My example partition
My example partition using an allocation unit size of 2048K

Newer NTFS partitions allow a 2048K allocation unit that split the file into 2MB pieces. That is larger than the storage capacity of the floppy disks that were common throughout the 1990s.

The benefits of a large allocation unit only affect older hard disk drives (HDD) and not modern solid state drives (SSD). Because the hard disk drive is electromechanical there are physical restraints that apply. The further a file is scattered over a partition the longer it will take the drive to find all the file parts to deliver to the operating system. In theory, bigger file pieces (chunks) means less actual movement for a hard drive head when writing or reading a file to disk.

So why isn’t the 2048K allocation unit selected by default for all hard disk drives? The main issue is wasted space. The allocation unit also represents the minimum space a file will occupy on a drive. So a tiny text file with 2 characters (2 bytes in size) will sit in a 2048K unit with the remaining 2047.9K of space left unused and wasted. In situations where you have a lot of tiny files, such application generated data that creates a significant amount of wasted drive space.

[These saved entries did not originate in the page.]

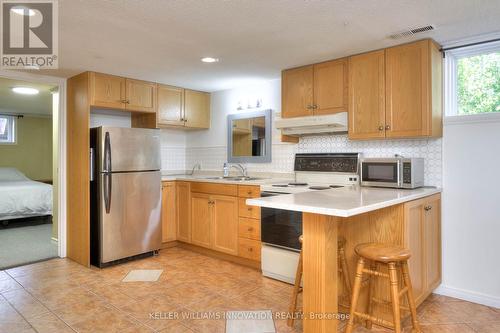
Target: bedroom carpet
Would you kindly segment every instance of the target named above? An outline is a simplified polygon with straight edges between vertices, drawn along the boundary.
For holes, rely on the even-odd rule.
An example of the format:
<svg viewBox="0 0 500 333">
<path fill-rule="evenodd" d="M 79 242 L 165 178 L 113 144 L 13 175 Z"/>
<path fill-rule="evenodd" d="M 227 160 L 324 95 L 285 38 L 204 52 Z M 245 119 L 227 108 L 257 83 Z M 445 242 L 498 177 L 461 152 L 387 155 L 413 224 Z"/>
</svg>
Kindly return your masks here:
<svg viewBox="0 0 500 333">
<path fill-rule="evenodd" d="M 0 270 L 57 257 L 52 224 L 0 229 Z"/>
</svg>

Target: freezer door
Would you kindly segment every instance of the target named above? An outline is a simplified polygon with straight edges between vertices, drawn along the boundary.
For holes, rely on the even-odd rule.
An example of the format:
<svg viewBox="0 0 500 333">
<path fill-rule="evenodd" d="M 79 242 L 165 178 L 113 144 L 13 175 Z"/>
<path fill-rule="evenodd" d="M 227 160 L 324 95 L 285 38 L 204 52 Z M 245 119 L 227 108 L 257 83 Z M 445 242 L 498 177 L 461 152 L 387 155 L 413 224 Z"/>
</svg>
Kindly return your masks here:
<svg viewBox="0 0 500 333">
<path fill-rule="evenodd" d="M 161 246 L 159 171 L 100 174 L 101 263 Z"/>
<path fill-rule="evenodd" d="M 160 170 L 160 131 L 145 128 L 99 128 L 99 171 Z"/>
</svg>

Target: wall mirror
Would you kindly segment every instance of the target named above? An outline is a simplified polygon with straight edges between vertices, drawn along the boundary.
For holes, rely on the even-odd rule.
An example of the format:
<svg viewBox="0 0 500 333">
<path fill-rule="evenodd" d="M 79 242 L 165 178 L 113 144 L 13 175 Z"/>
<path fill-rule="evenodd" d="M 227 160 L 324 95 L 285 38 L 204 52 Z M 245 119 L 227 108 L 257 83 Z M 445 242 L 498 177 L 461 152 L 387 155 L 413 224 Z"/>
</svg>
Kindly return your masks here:
<svg viewBox="0 0 500 333">
<path fill-rule="evenodd" d="M 231 114 L 227 120 L 228 162 L 271 162 L 272 110 Z"/>
</svg>

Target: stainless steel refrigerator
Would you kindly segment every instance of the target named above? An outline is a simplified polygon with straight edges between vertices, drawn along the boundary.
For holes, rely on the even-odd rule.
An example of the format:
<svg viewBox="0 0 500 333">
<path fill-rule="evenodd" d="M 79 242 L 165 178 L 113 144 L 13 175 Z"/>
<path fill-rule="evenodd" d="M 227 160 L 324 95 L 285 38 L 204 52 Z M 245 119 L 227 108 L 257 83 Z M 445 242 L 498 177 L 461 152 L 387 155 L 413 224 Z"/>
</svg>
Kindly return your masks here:
<svg viewBox="0 0 500 333">
<path fill-rule="evenodd" d="M 161 246 L 160 132 L 90 130 L 91 263 L 104 267 Z"/>
</svg>

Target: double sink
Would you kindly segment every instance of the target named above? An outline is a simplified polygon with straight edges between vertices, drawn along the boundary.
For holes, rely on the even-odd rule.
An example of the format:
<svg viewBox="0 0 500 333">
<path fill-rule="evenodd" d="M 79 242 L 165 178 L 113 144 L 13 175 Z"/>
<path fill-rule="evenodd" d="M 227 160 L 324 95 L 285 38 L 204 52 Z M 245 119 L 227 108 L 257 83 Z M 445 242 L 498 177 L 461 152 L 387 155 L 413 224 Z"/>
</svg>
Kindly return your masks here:
<svg viewBox="0 0 500 333">
<path fill-rule="evenodd" d="M 210 179 L 210 180 L 230 180 L 230 181 L 238 181 L 238 182 L 244 182 L 244 181 L 252 181 L 252 180 L 259 180 L 259 179 L 264 179 L 264 178 L 259 178 L 259 177 L 247 177 L 247 176 L 238 176 L 238 177 L 200 177 L 201 179 Z"/>
</svg>

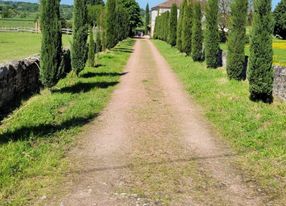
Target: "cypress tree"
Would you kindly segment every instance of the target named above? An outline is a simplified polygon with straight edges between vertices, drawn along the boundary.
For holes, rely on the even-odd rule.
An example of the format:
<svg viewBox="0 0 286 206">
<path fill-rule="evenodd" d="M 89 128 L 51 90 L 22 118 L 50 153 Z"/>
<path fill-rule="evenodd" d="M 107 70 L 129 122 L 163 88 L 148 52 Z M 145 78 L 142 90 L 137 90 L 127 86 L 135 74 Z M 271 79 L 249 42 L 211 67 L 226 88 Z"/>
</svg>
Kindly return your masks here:
<svg viewBox="0 0 286 206">
<path fill-rule="evenodd" d="M 182 30 L 183 30 L 183 17 L 184 17 L 185 6 L 186 6 L 186 0 L 183 1 L 181 8 L 180 8 L 180 15 L 179 15 L 178 29 L 177 29 L 177 48 L 180 52 L 183 51 Z"/>
<path fill-rule="evenodd" d="M 274 34 L 286 39 L 286 0 L 276 6 L 274 12 Z"/>
<path fill-rule="evenodd" d="M 254 101 L 273 100 L 272 32 L 273 21 L 271 0 L 255 0 L 253 28 L 250 43 L 249 91 Z"/>
<path fill-rule="evenodd" d="M 72 67 L 78 75 L 87 60 L 88 18 L 86 0 L 74 1 Z"/>
<path fill-rule="evenodd" d="M 176 4 L 172 5 L 170 14 L 170 25 L 169 25 L 169 44 L 176 46 L 177 42 L 177 22 L 178 22 L 178 8 Z"/>
<path fill-rule="evenodd" d="M 96 32 L 95 32 L 95 41 L 96 41 L 96 43 L 95 43 L 95 45 L 96 45 L 95 49 L 96 49 L 96 53 L 102 51 L 102 35 L 101 35 L 101 34 L 102 34 L 102 33 L 101 33 L 100 28 L 99 28 L 99 26 L 98 26 L 97 29 L 96 29 Z"/>
<path fill-rule="evenodd" d="M 116 0 L 107 0 L 106 3 L 106 48 L 111 49 L 117 44 L 117 34 L 116 31 Z"/>
<path fill-rule="evenodd" d="M 245 35 L 248 0 L 234 0 L 231 4 L 230 33 L 227 43 L 226 71 L 229 79 L 245 79 Z"/>
<path fill-rule="evenodd" d="M 193 12 L 192 26 L 192 58 L 194 61 L 203 60 L 203 30 L 202 30 L 202 8 L 200 2 L 196 2 Z"/>
<path fill-rule="evenodd" d="M 88 47 L 88 65 L 94 67 L 94 58 L 95 58 L 95 43 L 93 37 L 93 27 L 89 27 L 89 47 Z"/>
<path fill-rule="evenodd" d="M 182 47 L 187 55 L 192 52 L 192 13 L 192 5 L 188 3 L 185 6 L 182 29 Z"/>
<path fill-rule="evenodd" d="M 150 10 L 149 4 L 146 5 L 146 16 L 145 16 L 145 34 L 149 33 L 149 25 L 150 25 Z"/>
<path fill-rule="evenodd" d="M 219 66 L 219 52 L 218 0 L 208 0 L 205 31 L 205 59 L 207 67 L 217 68 Z"/>
<path fill-rule="evenodd" d="M 40 79 L 44 86 L 52 87 L 60 78 L 62 54 L 59 0 L 41 0 L 41 30 Z"/>
</svg>

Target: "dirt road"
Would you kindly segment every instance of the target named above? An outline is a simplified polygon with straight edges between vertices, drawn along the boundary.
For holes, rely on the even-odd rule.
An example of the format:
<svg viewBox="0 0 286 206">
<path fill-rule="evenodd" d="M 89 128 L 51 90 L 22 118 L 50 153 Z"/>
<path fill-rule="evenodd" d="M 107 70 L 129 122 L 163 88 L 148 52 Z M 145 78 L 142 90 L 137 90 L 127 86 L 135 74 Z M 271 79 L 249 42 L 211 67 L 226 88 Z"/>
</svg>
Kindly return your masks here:
<svg viewBox="0 0 286 206">
<path fill-rule="evenodd" d="M 150 40 L 125 72 L 47 205 L 264 205 Z"/>
</svg>

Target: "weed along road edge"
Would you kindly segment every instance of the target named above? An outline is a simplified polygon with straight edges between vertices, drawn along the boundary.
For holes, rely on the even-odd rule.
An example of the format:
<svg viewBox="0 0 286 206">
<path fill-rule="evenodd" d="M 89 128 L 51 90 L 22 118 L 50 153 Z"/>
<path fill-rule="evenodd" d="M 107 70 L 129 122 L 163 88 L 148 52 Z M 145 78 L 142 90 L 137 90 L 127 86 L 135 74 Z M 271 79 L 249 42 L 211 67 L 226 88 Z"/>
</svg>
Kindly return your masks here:
<svg viewBox="0 0 286 206">
<path fill-rule="evenodd" d="M 69 154 L 45 205 L 263 205 L 236 158 L 147 39 L 136 41 L 109 105 Z"/>
</svg>

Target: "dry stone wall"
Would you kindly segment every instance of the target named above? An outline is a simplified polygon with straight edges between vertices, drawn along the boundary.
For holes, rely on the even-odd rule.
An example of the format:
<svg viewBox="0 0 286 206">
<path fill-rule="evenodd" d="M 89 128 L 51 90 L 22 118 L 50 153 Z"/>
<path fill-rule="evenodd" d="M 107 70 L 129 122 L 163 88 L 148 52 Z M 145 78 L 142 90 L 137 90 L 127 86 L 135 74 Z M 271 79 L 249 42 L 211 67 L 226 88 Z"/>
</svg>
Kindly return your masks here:
<svg viewBox="0 0 286 206">
<path fill-rule="evenodd" d="M 70 71 L 70 51 L 65 50 L 61 62 L 61 76 L 64 77 Z M 41 87 L 39 77 L 39 57 L 0 65 L 0 116 L 16 100 L 38 92 Z"/>
<path fill-rule="evenodd" d="M 0 108 L 39 90 L 39 64 L 39 58 L 31 58 L 0 65 Z"/>
<path fill-rule="evenodd" d="M 286 67 L 274 66 L 274 95 L 286 100 Z"/>
</svg>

Firefox generated data files
These 47 small Firefox generated data files use 3.85 MB on a standard NTFS partition
Not enough space
The same files require 126 MB of space on my other NTFS partition which uses a 2048K allocation unit

But there are cases where this wasted space can be minimalised. Partitions used exclusively for backups or the storage of large files such as videos, RAW photos, zip archives or disk images. In these sorts of cases, I’d recommend increasing the allocation unit for new partitions where speed is more important than maximising available space.

I personally have a collection of large 8GB hard disk green drives that are cheap, quiet but are ridiculously slow. They are great for secondary backups of large files that are rarely accessed. And when I use a 64K allocation unit instead of 4096 I notice a significant speed improvement while copying new or updated files to these drives.